If you're an introvert, the kind of person who favors a good book over a fun party and a soothing sunset over the latest superhero sequel, it's easy to feel that society's volume knob is always turning irreversibly upward. Our popular culture lavishes fame on flamboyant celebrities and fortune on self-promoting athletes. On campuses and in legislative halls, freedom of speech is taken as license to shout.
However, this month has provided several introvert-friendly stories from an unlikely trio of fields: office design, space exploration, and professional basketball.
On June 9 in Chicago, office furniture manufacturer Steelcase Inc. revealed its line of "Quiet Spaces" office designs. Created in collaboration with author Susan Cain ("Quiet: The Power of Introverts in a World That Can't Stop Talking"), these five work rooms cater to introverts' needs. Dimmable lights, mellow decors and opaque glass offer sanctuary from the "open plan" work area.
The open plan (no walls or cubicles, just desks and tables in a large room) is supposed to maximize the use of floor space and promote team spirit and communication. However, studies show that the distractions and lack of privacy in such an environment actually damage more introverted workers' productivity. The Quiet Spaces line is based on the theory that companies can boost productivity by providing a variety of work environments and letting different employees use the ones that suit them.
Later the same week, NASA released the results of a study to determine which kinds of people would be best suited for long space missions, particularly a three-year mission to Mars. The study suggests that extroverts, who value excitement and seek it by interacting with other people and by staying on the move and engaging in a variety of activities, would find a Mars mission's conditions very difficult.
"You're talking about a very tiny vehicle, where people are in very isolated, very confined spaces," says researcher Suzanne Bell. Simulations showed that extroverts' talkativeness irritated their quieter teammates. Of course, any introvert who has taken a long trip with an extrovert can attest to that.
Researchers also believe the mission's monotony would bore and frustrate extroverts, while introverts, who value calm over excitement, actually like routine.
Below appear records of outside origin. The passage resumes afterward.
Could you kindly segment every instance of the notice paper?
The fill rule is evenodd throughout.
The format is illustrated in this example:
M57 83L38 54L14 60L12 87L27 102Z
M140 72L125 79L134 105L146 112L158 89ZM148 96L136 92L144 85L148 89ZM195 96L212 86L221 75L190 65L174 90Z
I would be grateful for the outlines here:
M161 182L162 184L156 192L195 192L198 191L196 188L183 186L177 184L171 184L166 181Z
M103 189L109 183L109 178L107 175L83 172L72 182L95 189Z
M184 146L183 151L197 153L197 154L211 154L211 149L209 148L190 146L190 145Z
On June 15, the San Antonio Spurs defeated the Miami Heat to win the NBA championship. The Spurs are the quietest team in a league known for trash talk and macho posturing. They don't gloat or boast. They just win and let the results speak for them.
Team leader Tim Duncan is famous for his stoic reserve, but even he looks like a Chatty Cathy compared to the Spurs' newest star, 22-year-old Kawhi Leonard, who produced a Most Valuable Player Award-winning performance in the finals.
Leonard's introverted nature fits the Spurs' ethos well. He's low-key and bling-free. He owns one watch and one gold chain and doesn't even have a Twitter account.
So take heart, introverts. From the basketball court to the office to Mars, the quiet ones are striking back.